If you’re employed in the oil industry, now might be a good time to let out a sigh of relief.
According to a new report out Thursday by Challenger, Gray & Christmas, a Chicago-based outplacement and career transitioning firm, job cuts related to oil prices are finally ebbing. In May, firms based in the United States planned just over 1,000 lay-offs that are attributable to the drop in oil prices. That’s a huge decline from April’s lay-off totals. In that month, firms blamed 20,675 job cuts on falling oil prices. In March, cheap oil accounted for 36,594 lay-offs, according to the firm. Year-to-date, declining oil prices are responsible for 69,304 job cuts, according to Thursday’s report.

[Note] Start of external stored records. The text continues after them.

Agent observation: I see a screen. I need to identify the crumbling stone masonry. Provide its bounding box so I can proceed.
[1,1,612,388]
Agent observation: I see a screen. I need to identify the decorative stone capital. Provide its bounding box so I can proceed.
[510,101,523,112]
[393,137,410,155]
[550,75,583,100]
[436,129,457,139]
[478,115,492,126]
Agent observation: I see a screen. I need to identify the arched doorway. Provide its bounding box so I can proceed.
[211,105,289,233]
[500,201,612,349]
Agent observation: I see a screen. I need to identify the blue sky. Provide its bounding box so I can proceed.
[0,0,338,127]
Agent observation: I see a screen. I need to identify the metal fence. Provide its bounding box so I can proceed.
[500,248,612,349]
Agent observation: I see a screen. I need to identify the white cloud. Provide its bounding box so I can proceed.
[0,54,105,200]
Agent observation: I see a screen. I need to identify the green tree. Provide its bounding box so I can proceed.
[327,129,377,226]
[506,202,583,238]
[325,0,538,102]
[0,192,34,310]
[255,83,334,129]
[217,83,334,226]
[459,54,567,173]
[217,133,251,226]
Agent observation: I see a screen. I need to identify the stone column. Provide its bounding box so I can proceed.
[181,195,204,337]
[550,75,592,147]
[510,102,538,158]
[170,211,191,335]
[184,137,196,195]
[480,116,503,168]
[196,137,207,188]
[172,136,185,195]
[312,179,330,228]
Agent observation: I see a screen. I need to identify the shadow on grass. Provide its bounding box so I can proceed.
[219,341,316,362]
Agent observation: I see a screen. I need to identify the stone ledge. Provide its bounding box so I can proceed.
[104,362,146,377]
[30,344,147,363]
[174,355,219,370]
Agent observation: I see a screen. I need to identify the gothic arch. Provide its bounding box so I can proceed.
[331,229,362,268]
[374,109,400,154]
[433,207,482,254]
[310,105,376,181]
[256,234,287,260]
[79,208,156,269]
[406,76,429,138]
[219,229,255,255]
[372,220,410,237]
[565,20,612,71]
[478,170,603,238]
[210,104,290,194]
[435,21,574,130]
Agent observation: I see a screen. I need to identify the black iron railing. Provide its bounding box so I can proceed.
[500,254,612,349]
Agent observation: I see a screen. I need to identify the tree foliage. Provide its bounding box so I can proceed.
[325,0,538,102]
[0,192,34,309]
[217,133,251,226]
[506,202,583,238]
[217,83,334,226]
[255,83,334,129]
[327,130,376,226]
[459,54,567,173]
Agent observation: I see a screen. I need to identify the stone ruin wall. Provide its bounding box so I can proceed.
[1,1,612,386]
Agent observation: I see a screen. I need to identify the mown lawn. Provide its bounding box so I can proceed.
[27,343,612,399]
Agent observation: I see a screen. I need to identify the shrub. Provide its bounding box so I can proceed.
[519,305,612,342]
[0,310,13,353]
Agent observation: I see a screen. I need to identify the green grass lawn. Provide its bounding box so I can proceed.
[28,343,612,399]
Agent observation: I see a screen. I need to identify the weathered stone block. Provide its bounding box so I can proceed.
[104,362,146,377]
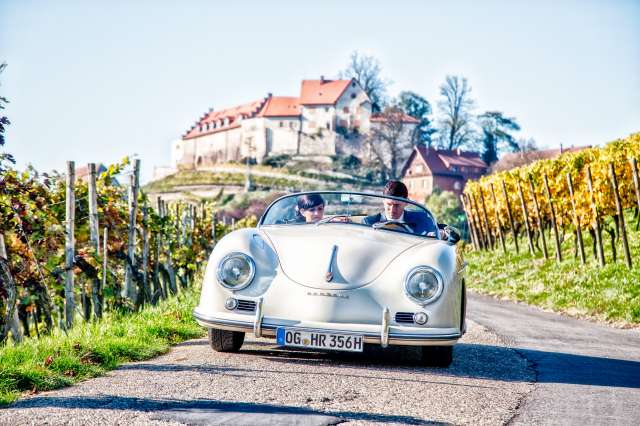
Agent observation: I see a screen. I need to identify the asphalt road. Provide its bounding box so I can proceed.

“Oil prices are starting to stabilize. Exploration and extraction companies responded quickly to the drop in prices, but they are likely to be careful about cutting too deeply, as they will need workers on hand when demand inevitably increases. Unless, there is another severe drop in the price of oil, we probably will not see another surge in oil-related job cuts this year,” said John A. Challenger, chief executive officer of Challenger, Gray & Christmas, said in the report.
In April, oil-rich North Dakota, which has seen tremendous job growth thanks to the fracking revolution, was the only state with a significant year-over-year increase in unemployment, according to Bureau of Labor Statistics’s latest unemployment report. In April, joblessness there rose 0.4% from the same month in 2014, an increase that was likely due to job reductions in the oil industry.
While the report by Challenger, Gray & Christmas is good news for U.S. oil workers, it’s very much the opposite for the Organization of Petroleum Exporting Countries, whose ministers are meeting in Vienna today and tomorrow to decide on how much oil to pump for the next six months.
The Saudi-led cartel that supplies over a third of the world’s oil triggered last year’s price collapse by refusing to cut its output, in an effort to stop U.S. shale producers eating away its market share and its power to dictate world prices. Most observers expect it to leave output unchanged again, as there’s no consensus on who should cut production in order to squeeze prices back up.